Dr. Paula J. Schlax pjschlax at JHUVMS.HCF.JHU.EDU
Tue Aug 19 10:21:43 EST 1997


In some ways I am sorry I made my original posting, I am actually pretty
damned depressed reading all of these postings.  

(I keep reading though!) 

I think that most everyone who is still working in science does it
because they love science, although I suspect that there are probably
some of us who got tracked in because as children we decided we wanted
to be like the Professor on Gilligan's Isle and never really drifted
from the goal to explore other options. 

It seems as if most posts are suggesting that we need to either
-reexamine our personal goals and probably bail out of our chosen
direction (because we aren't in the top 5%)

-restructure science so that there will be less people in it (triage is
a great word!) or create positions with less responsibilities so that
the responsibilities are spread more evenly and I can continue this run
on sentence indefinitely.......

I think that most posts are pessimistic that science could be
restructured- however, frequently, lunchroom conversations drift to
restructuring grant review (and paper counting in particular),
restructuring science education etc...., I think, at least among younger
un established (I mean people who are not key note speakers) there is a
call to restructure funding, and in general, the way science is done. 

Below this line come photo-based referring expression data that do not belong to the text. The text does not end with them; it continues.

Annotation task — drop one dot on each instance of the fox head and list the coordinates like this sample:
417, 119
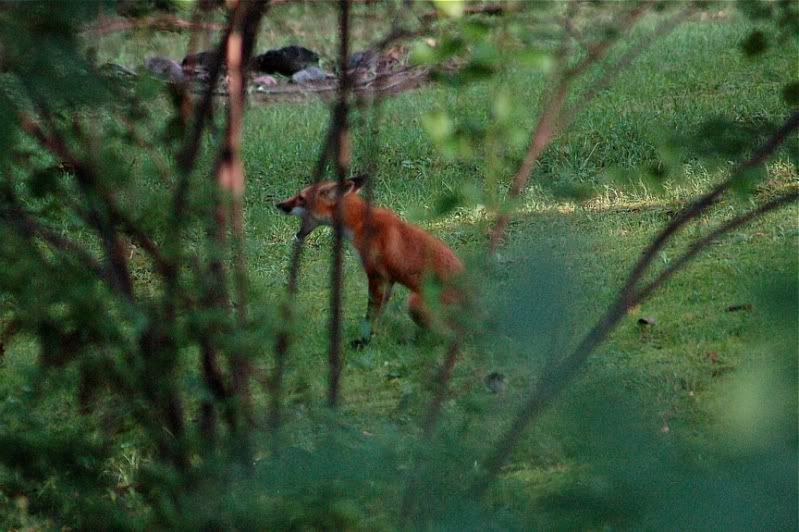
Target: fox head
316, 203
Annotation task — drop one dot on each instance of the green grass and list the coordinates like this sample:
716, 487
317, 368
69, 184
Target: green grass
561, 266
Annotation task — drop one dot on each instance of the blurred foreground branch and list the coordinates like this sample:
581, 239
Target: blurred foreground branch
560, 374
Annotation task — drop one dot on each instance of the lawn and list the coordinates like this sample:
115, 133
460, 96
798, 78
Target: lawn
686, 388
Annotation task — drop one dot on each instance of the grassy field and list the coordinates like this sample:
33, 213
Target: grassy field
561, 265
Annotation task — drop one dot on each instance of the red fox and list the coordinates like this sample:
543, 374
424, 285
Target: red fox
391, 250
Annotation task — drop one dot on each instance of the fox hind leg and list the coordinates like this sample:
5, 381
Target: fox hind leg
379, 294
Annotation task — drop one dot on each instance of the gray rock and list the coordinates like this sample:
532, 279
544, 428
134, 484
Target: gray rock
309, 75
165, 69
365, 59
265, 81
117, 71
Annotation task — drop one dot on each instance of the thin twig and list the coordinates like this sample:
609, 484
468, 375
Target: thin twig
156, 23
548, 124
552, 382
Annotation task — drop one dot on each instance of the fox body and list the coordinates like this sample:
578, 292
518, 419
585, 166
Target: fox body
391, 250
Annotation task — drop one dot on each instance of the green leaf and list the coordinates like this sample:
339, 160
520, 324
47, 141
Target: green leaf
450, 8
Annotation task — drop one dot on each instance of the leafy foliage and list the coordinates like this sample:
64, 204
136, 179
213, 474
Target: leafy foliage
117, 268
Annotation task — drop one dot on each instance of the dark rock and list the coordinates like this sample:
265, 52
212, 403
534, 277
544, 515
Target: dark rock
287, 61
309, 75
264, 81
203, 60
495, 382
165, 69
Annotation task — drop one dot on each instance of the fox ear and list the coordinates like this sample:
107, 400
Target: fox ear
356, 183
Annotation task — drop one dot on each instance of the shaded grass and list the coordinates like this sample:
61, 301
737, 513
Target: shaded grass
673, 366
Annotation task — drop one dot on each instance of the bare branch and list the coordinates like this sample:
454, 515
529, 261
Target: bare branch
156, 23
701, 244
548, 124
341, 149
554, 380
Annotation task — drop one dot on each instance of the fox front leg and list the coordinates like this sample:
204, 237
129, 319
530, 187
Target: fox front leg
379, 294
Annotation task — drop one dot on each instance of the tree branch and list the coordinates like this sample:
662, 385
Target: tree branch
553, 381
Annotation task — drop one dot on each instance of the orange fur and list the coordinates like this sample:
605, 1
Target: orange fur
391, 250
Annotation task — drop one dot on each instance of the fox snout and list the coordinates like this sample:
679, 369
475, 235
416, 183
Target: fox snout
285, 206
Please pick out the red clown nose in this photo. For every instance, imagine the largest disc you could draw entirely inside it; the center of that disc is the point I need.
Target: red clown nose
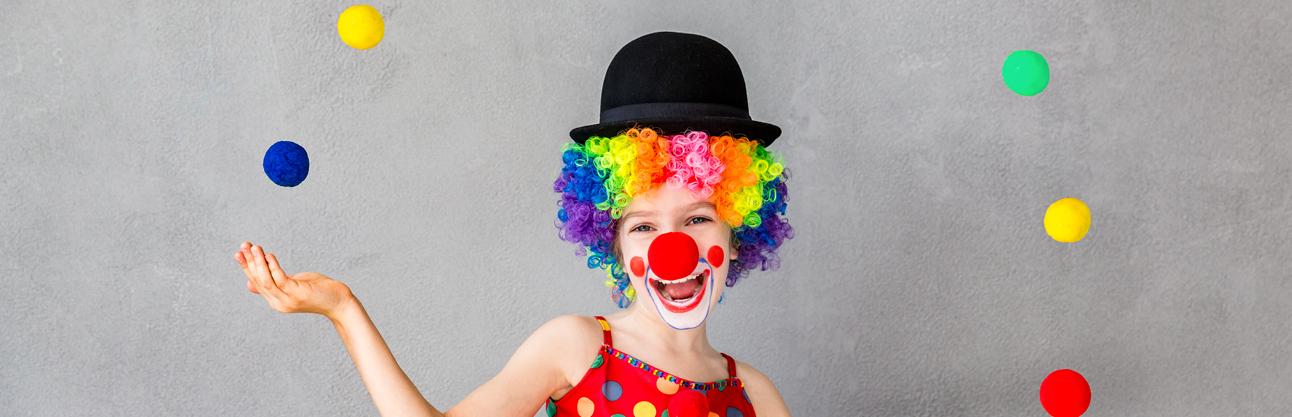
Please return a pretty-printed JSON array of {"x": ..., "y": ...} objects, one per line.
[{"x": 673, "y": 256}]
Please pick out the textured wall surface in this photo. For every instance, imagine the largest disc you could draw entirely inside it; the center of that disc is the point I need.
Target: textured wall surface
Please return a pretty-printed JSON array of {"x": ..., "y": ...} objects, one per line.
[{"x": 920, "y": 283}]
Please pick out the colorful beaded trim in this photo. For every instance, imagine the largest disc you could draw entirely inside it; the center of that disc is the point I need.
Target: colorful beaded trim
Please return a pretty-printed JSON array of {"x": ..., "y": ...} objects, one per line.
[{"x": 702, "y": 386}]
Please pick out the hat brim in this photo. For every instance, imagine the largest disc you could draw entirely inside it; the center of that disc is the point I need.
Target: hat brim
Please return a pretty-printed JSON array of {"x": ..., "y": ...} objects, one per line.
[{"x": 757, "y": 131}]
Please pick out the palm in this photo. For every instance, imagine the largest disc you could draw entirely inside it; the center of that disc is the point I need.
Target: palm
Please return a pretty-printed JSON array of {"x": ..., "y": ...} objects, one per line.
[
  {"x": 314, "y": 292},
  {"x": 302, "y": 292}
]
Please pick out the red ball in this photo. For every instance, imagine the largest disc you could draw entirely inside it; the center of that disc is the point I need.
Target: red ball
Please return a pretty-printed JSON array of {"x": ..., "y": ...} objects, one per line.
[
  {"x": 689, "y": 403},
  {"x": 1065, "y": 394}
]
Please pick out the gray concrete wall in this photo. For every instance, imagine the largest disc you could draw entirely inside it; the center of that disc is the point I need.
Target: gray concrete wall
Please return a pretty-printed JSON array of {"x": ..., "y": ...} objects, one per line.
[{"x": 920, "y": 283}]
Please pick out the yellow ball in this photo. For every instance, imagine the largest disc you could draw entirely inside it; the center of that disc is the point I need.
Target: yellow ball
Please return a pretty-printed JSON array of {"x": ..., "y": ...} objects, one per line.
[
  {"x": 361, "y": 26},
  {"x": 1067, "y": 220}
]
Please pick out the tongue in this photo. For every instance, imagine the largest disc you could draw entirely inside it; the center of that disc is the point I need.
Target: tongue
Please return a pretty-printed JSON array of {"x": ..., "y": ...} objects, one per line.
[{"x": 684, "y": 289}]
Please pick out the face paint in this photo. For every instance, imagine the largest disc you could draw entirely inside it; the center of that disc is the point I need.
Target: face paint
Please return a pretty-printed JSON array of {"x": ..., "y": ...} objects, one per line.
[
  {"x": 716, "y": 256},
  {"x": 637, "y": 266},
  {"x": 678, "y": 282}
]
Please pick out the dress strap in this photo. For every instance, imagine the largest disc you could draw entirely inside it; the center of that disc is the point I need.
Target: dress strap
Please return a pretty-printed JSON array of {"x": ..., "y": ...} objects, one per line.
[
  {"x": 730, "y": 364},
  {"x": 605, "y": 332}
]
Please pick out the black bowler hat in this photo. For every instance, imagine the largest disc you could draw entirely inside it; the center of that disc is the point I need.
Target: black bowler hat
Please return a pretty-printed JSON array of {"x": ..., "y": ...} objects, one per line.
[{"x": 676, "y": 83}]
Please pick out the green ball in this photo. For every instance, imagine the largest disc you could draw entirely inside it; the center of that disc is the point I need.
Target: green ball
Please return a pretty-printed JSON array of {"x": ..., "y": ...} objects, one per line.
[{"x": 1026, "y": 72}]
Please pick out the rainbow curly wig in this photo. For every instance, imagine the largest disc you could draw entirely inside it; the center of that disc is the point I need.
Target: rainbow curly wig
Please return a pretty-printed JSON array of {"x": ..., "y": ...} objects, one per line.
[{"x": 746, "y": 182}]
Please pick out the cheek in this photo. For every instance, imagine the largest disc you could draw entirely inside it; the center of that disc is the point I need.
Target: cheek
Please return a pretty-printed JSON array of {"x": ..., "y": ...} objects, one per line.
[
  {"x": 637, "y": 266},
  {"x": 716, "y": 256}
]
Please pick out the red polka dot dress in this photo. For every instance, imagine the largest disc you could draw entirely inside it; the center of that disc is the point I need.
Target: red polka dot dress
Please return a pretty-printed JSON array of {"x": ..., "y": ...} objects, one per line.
[{"x": 619, "y": 385}]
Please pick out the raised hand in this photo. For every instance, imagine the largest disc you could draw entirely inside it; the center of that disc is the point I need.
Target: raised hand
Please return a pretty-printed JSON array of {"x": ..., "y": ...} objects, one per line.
[{"x": 302, "y": 292}]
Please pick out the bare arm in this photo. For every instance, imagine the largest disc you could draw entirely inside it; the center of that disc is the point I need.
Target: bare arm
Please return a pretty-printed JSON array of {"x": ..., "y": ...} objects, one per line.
[
  {"x": 388, "y": 385},
  {"x": 764, "y": 395},
  {"x": 531, "y": 375},
  {"x": 308, "y": 292}
]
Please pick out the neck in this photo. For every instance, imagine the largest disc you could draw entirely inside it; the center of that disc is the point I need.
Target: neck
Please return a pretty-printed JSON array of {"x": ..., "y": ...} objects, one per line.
[{"x": 653, "y": 329}]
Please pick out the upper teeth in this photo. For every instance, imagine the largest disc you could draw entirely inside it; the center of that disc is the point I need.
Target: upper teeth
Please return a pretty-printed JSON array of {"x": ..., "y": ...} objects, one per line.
[{"x": 680, "y": 279}]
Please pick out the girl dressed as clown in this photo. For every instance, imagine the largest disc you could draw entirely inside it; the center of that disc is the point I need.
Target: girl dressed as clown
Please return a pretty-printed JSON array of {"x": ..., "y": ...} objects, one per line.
[{"x": 676, "y": 196}]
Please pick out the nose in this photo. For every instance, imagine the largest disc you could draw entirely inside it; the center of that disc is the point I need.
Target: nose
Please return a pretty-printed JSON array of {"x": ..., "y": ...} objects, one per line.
[{"x": 673, "y": 256}]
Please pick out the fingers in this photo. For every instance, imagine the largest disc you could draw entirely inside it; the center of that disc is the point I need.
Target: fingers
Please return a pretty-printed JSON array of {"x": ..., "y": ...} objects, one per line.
[
  {"x": 277, "y": 271},
  {"x": 246, "y": 261},
  {"x": 261, "y": 270}
]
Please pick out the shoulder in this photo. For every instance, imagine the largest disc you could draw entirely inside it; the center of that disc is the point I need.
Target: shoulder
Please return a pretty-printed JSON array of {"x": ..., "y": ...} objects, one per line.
[
  {"x": 764, "y": 395},
  {"x": 569, "y": 340},
  {"x": 571, "y": 329}
]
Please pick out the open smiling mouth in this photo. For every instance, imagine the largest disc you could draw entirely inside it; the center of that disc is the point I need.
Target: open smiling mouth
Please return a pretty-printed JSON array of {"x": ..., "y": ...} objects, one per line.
[{"x": 681, "y": 294}]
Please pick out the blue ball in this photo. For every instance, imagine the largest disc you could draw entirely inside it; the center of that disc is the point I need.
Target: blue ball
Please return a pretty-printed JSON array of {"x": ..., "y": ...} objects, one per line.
[{"x": 287, "y": 164}]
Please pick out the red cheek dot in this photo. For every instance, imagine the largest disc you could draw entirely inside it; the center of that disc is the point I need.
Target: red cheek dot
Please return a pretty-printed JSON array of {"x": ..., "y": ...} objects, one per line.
[
  {"x": 716, "y": 256},
  {"x": 637, "y": 266}
]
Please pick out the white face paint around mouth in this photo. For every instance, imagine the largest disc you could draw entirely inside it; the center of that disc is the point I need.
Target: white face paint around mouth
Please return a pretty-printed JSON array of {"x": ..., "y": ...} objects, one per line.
[{"x": 690, "y": 311}]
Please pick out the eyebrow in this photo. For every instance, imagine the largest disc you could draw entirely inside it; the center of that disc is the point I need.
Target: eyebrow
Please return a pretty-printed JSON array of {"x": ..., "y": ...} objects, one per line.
[{"x": 685, "y": 209}]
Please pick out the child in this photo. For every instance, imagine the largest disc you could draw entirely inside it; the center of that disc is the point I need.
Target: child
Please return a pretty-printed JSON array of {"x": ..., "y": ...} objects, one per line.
[{"x": 664, "y": 214}]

One idea that I have heard bantered about (in the lunchroom) is the idea
of setting up institutional type grants;people would apply to work on
those grants (for example, most Ribozyme funding would be on an overhead
grant at Boulder, and other people wanting to work on ribozymes would
need to either go there, or get their money from the grant
adinistrator).  These block grants would then be the major sources of
NIH funding. 

Obviously this idea has a lot of holes in it (favortism, people having
to conduct specific goals outlined in the grant that may not be their
own ideas or perhaps even very interesting to them, a biasing of results
from limiting competition, administrative headaches), but I suspect that
there could be some real benefits from this (redundancy would decrease,
as would "scooping", competitors could be essentially forced to do the
experiments to differentiate between the models which fit their data
(and forced to recognize each others existence)).  The current system
does a lot of these things with peer review. It has a lot of the same
problems as well- I am not saying one is better than the other, but I
think it is the only really concrete suggestion I have heard for
changing the structure of funding (at least drastically changing it).
It seems as if it would require a series of scientist manager type
positions to develop as well. 

One potentially nice component would be the ability to set up a truly
multidisciplinary team to work on a project (structural biologists,
geneticists, chemists and maybe even a few biochemistry types).  

What do people think- 
How could science be restructured to answer questions more effectively 
and to retain the creativity and originality required to make
outstanding discoveries? How can it be restructured so that a reasonbale
number of people are trained and employed? (Would the institute model
allow training? Would you be trapped working on the subject you received
your training in?) We're all entrenched in the current system, can
anyone see other ways to change things?